Tether De-Peg: Three Things We're Seeing
In recent market moves, USDT modestly lost peg, then quickly regained losses.
A quick summary of what we’re seeing:
Tether team claims they were “attacked”.
DeFi was the canary in the coal-mine as public data allowed market to watch USDT outflows in real time.
While the peg has mostly rebounded, it looks like there are still outflows on centralized exchanges. There is a chance we are not out of the water yet.
USDT “attacked”
The Tether team claims their stablecoin USDT came under “attack” this week as it briefly de-pegged by ~40bps.
Curve 3Pool seeing USDT flows
Crypto Twitter was in a frenzy watching the Curve 3Pool (a stablecoin pool of the three most popular stablecoins: USDT, USDC, and DAI).
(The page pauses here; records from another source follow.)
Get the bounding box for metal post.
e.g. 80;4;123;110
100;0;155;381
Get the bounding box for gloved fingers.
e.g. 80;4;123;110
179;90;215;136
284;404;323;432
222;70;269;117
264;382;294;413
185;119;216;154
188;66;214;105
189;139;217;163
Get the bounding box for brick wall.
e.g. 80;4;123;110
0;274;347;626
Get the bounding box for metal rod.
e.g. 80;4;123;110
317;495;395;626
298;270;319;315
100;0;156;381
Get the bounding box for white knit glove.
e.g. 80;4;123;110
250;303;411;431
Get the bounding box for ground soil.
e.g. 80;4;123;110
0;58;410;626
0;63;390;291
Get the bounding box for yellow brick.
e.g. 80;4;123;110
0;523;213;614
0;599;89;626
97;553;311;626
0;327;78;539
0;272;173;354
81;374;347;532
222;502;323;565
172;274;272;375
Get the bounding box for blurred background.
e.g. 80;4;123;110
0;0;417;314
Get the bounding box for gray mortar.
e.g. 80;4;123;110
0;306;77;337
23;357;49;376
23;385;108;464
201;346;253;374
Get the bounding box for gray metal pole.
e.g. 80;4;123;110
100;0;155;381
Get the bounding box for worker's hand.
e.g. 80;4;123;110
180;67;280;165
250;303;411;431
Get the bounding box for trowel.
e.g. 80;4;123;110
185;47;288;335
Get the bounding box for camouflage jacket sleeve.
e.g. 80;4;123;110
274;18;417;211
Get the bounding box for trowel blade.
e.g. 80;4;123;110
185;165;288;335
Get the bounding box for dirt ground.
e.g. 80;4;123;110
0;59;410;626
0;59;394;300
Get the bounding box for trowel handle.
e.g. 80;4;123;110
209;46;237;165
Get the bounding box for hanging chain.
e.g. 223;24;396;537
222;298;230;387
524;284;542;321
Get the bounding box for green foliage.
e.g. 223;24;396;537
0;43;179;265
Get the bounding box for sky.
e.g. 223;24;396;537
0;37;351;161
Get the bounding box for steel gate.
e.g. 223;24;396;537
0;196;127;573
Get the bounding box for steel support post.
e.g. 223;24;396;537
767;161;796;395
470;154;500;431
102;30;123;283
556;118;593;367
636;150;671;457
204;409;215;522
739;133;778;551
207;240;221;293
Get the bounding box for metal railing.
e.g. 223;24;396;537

Here is a link to 3Pool data for those interested.
The relative price of the stablecoins are set by the ratio of the assets in the pool. A perfect balance would be 33% to each of the stables. Recently, USDT’s share of the pool went as high as ~72%. A higher percent of USDT in the pool means traders are selling their USDT for other stablecoins.
It looks like USDT outflows continue on centralized exchanges.
This useful chart, from Kaiko, shows there have been flows out of USDT on centralized exchanges as well.
This has been an interesting peg event, seemingly off of no substantial market news (other than liquidity conditions worsening for digital assets). While the peg has rebounded, the uncertainty around this event makes it mandatory to keep a close eye.